Indeed, the division between lexer and parser is somewhat optional, since
scannerless parsers can be defined to operate directly on a stream of basic
symbols from the language's alphabet, but the usual division reflects notions
from automata theory:

\- A lexer (a.k.a., lexical analyzer, tokenizer, scanner) is founded, in
principle if not in actuality, on a finite state automaton to group input
symbols from an alphabet into basic meaningful units ("lexemes" or "tokens")
and to classify those units according to their significance (identifiers,
keywords, literals, delimiters, etc.). In a natural language context, it can
be thought of as producing words from a sequence of letters.

\- A parser is founded, in principle if not in actuality, on (usually and at
least) a finite state _pushdown_ automaton, which is basically a finite state
automaton equipped with a stack which can be manipulated by the transition
function. The goal of a parser is to convert a stream of input symbols into
one (or sometimes more) derivations (a.k.a. parse trees, [concrete] syntax
trees, parses) which represent the structure of the input in terms of a
grammar. In a natural language context, it can be thought of as producing
sentence diagrams from a sequence of words (or letters in the case of
scannerless parsing).

> Grammar and syntax are also different,

No, grammar and syntax are the same. A grammar consists of an array of
productions, which are rules that define how symbols in the language may be
combined to form valid sentences in the language. Usually, "grammar" refers to
a formalism that is sorta like a big regular expression, except that it's not
limited to the regular languages (context-free grammars being most common,
with extra-parser hacks to support context-sensitive languages if needed), but
a grammar is really an abstract mathematical object and need not be formally
manifest.

> Syntax are the rules which define the language while grammars are the
> conventions that define the context in which artifacts in a language
> instance are interpreted.

Indeed, syntax can be thought of as the rules which define a language (that
is, can be thought of as a grammar). However, what you describe as "the
conventions that define the context in which artifacts in a language instance
are interpreted" is properly called _semantics_ , which are rules for
ascribing meaning to phrases in the language.
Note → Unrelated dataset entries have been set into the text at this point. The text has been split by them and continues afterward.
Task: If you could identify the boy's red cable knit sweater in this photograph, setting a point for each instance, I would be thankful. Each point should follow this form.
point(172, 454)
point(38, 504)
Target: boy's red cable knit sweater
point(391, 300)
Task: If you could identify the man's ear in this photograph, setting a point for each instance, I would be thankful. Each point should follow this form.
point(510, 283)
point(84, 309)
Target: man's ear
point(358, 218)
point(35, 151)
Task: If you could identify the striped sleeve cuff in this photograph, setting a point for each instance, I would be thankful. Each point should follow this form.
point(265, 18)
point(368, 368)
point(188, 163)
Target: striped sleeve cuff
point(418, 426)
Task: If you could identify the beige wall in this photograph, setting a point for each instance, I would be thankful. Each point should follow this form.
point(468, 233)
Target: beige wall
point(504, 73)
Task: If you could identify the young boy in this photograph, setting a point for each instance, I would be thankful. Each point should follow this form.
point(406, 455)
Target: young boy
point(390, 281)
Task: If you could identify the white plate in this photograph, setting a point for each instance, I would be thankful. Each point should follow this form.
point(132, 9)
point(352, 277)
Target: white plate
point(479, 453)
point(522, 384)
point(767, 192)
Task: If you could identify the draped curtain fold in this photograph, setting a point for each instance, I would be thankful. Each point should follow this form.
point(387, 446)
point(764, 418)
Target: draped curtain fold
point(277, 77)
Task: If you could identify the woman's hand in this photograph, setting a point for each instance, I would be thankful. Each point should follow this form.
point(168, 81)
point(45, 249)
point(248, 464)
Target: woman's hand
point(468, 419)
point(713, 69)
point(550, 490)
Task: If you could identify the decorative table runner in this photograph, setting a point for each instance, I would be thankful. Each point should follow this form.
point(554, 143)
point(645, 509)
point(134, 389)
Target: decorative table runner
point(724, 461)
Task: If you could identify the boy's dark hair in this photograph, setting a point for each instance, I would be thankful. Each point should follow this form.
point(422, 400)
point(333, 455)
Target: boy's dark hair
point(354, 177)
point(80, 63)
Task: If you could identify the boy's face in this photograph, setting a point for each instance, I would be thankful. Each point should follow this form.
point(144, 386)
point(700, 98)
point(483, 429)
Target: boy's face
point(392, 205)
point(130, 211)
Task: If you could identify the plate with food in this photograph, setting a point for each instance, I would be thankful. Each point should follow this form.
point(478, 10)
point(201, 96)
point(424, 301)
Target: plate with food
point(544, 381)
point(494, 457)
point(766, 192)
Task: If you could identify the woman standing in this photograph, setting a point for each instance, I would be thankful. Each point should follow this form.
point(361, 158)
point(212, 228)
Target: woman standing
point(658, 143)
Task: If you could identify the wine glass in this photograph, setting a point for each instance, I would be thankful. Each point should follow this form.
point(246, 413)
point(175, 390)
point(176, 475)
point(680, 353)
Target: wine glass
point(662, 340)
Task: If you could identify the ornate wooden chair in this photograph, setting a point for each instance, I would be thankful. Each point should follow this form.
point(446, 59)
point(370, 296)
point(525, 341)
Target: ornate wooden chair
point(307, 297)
> Parsers commonly produce abstract syntax trees (AST), but can produce output
> in a variety of formats. I prefer parse tables personally. To say that a
> parser must produce as AST is rather short-sided and inexperienced.

This is true; indeed a parser can directly produce any sort of output: a
single truth value that indicates whether the input is part of the language
that it recognizes, a translation into another language, or even "no" output
in the case of an interpreter. However, I'm confused by your usage of "parse
tables" here. The term usually refers to the tables that are used to drive a
parsing algorithm (i.e., an input to the parsing algorithm) rather than the
output of a parser. Would you elaborate for me?

> Lexers, parsers, and compilers are all separate steps that can act
> independently provided a sufficient configuration.

Indeed, a parser does not necessarily require a lexer, nor must a parser's
output be compiled. However, though your statement is technically true, I
can't even imagine what a compiler without a parser might look like!